As I understood it the yellow circle was added, plus more stylized bat shapes later,because they told DC they couldn't copyright just "the image of a bat".


----------



## Omar B (Aug 6, 2010)

All those suits and yet they still can't get it right.  Because a gray bodysuit is so impossible to do on film right.

Jim Lee!


----------



## MBuzzy (Aug 7, 2010)

Seems like too many.....


----------



## Cryozombie (Aug 7, 2010)

Omar B said:


> All those suits and yet they still can't get it right.  Because a gray bodysuit is so impossible to do on film right.
> 
> Jim Lee!



Actually, the "Bat in the Sun" guy who does those Batman Fanfilms does a good job with that, as does Sandy Collora, the guy that did the Batman Dead End video and a few others, IMO.


----------



## Omar B (Aug 7, 2010)

Yeah, but those look cheap.

Alex Ross!


----------



## stickarts (Aug 8, 2010)

Very cool! Thanks for sharing.


----------



## Omar B (Aug 8, 2010)

Ross is my all time favorite comic artist.  His Superman is by far the most beautiful version of the character ever put on canvas.  Especially the Kingdom Come Superman.


----------



## Mark Jordan (Aug 8, 2010)

Yea,  I remember these looks and this brings to mind too some onomatopoeia words like boom, ka blam, ka-boom, kow, pow.  Just realized now that the previous batmen were short especially the one with a yellow background.


----------



## Aikikitty (Aug 9, 2010)

Andy Moynihan said:


> As I understood it the yellow circle was added, plus more stylized bat shapes later,because they told DC they couldn't copyright just "the image of a bat".

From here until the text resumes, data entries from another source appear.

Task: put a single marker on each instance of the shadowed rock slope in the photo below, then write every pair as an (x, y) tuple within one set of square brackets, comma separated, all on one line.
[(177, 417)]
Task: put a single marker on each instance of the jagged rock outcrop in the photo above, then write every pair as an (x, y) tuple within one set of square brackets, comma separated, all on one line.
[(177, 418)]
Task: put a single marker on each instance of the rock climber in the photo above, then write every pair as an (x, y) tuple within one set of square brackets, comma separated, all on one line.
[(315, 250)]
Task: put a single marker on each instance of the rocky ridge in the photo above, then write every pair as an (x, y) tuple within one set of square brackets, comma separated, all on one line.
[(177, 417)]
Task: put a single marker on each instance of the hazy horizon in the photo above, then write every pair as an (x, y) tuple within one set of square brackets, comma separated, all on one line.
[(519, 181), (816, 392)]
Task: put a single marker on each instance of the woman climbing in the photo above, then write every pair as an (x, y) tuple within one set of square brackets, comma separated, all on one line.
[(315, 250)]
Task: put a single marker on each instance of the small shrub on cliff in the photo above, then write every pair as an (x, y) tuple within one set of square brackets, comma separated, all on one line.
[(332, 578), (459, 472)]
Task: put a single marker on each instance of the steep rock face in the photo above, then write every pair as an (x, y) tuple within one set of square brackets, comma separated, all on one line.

I thought the yellow circle was originally added so the printers could tell if the color ink was printing correctly...for the darker colored panels.

I actually met Adam West twice some years back at a comic book show.  That was before he became mayor of Quahog. lol


----------



## Gaius Julius Caesar (Aug 9, 2010)

You might notice that dark blue and grey is used in place of black in many comics (most when I was a kid) as it is hard to make a charachter have a black suit and still get detail. (Darth vader, Snake Eyes, Destro, the Punisher, ect.)

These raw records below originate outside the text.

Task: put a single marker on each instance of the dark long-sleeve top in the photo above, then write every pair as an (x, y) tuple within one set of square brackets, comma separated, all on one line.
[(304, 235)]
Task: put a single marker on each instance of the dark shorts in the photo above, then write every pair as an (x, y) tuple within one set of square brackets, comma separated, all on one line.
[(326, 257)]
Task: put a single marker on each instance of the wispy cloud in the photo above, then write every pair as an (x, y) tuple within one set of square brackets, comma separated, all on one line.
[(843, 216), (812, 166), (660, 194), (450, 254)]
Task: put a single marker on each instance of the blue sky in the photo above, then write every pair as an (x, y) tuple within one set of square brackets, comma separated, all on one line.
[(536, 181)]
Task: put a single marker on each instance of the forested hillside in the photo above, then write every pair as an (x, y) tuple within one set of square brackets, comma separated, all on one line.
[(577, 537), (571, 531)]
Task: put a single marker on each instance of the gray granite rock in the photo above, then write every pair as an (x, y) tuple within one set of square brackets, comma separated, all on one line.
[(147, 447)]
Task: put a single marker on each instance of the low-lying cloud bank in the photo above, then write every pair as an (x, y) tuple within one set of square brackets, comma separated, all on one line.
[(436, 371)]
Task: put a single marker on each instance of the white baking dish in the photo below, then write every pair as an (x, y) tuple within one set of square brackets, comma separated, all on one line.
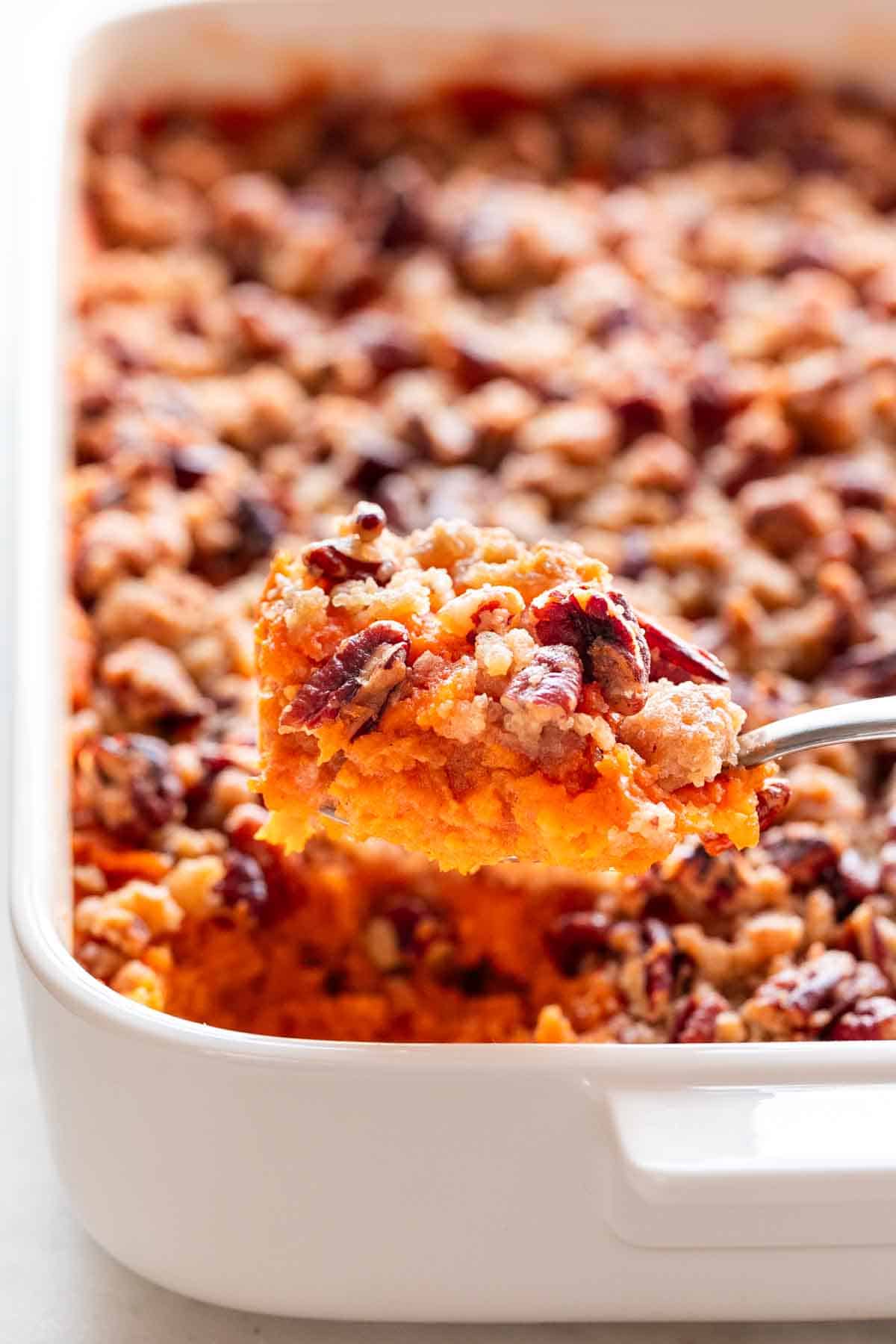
[(415, 1182)]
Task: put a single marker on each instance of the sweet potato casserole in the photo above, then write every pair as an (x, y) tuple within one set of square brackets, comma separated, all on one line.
[(505, 690), (652, 316)]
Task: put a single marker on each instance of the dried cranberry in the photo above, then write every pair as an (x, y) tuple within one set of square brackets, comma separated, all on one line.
[(696, 1019), (711, 408), (638, 416), (868, 1019), (243, 883), (573, 937), (802, 853), (677, 659), (193, 463)]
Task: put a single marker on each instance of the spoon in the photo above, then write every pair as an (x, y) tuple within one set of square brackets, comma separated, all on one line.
[(856, 721)]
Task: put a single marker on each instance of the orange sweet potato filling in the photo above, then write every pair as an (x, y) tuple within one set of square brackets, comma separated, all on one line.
[(462, 803)]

 So who is to say Batman is not suppossed to have a black cape and a black uniform? Black would be more like a bat, he's not BlueJay-Man.

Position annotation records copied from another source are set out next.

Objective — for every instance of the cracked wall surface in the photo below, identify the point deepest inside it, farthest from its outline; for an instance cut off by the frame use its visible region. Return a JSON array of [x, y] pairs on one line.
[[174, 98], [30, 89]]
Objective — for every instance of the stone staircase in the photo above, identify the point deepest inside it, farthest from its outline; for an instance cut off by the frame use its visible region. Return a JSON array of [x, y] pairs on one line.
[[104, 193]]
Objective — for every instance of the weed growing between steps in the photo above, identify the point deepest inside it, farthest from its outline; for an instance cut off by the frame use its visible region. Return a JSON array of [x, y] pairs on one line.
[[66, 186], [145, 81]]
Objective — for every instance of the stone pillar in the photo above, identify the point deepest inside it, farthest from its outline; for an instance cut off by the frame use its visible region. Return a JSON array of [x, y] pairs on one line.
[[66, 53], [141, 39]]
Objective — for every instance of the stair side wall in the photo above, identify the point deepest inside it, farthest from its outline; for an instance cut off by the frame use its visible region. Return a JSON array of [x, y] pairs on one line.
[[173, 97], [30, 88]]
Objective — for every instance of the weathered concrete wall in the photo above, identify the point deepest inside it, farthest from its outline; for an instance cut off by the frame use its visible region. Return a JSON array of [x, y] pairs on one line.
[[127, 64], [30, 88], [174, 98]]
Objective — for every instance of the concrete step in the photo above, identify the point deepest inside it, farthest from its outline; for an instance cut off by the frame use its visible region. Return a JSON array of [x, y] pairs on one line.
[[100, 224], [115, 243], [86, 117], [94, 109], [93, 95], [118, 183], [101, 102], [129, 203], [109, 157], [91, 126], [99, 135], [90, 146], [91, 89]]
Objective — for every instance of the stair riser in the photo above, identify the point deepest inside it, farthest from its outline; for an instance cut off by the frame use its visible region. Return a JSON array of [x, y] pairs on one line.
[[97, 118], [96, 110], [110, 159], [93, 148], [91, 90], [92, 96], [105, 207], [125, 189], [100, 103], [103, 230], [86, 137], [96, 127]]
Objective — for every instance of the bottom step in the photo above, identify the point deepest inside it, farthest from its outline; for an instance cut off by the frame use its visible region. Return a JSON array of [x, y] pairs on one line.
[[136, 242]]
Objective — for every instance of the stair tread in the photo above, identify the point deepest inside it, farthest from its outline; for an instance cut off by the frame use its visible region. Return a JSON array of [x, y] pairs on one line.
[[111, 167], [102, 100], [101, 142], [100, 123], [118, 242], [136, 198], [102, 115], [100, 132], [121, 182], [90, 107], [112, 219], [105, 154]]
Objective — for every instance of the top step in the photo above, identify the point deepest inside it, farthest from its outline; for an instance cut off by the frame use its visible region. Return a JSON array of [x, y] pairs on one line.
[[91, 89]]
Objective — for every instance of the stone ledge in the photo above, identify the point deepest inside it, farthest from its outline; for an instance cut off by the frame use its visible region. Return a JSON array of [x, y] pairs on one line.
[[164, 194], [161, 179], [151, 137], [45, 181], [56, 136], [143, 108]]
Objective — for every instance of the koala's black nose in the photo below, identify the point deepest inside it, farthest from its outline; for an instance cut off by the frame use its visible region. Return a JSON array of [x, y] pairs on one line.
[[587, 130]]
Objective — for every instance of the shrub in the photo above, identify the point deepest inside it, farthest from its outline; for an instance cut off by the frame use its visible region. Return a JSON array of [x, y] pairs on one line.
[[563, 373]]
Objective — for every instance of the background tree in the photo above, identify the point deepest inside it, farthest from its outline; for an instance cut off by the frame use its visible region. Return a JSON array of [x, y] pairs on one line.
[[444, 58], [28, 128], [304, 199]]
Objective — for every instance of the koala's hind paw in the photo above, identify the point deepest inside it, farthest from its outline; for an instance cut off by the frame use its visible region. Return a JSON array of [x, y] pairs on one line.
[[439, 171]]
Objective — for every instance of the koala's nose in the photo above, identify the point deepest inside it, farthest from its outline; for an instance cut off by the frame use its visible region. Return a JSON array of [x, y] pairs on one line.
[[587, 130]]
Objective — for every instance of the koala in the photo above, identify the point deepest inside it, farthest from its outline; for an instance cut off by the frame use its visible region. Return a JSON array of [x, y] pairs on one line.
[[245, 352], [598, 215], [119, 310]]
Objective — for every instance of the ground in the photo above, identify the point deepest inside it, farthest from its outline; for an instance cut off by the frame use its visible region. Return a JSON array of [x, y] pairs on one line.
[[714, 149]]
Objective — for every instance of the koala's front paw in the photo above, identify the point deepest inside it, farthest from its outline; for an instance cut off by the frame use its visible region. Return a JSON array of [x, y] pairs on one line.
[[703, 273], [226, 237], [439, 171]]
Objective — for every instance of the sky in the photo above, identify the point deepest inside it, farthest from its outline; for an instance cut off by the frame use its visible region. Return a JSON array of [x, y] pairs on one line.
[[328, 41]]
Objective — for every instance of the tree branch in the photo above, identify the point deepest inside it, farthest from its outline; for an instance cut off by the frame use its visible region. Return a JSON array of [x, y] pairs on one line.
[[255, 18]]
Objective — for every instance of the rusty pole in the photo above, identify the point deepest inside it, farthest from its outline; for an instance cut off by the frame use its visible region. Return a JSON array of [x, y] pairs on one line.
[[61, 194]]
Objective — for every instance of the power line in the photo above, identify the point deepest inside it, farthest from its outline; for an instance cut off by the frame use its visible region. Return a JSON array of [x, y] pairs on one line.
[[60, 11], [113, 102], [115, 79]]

Bat-Man is the coolist thing DC ever put out, Dark Horse and marvel all the way.


----------



## Omar B (Aug 9, 2010)

It was an issue with the old newspaper style 4 color printing.  You could not get black with lines in it (like his black cape with the scallops) so they used blue.  Just like people still think the X-men wear blue for some reason because printing technology prior to the 80's could not do tone on tone black.


----------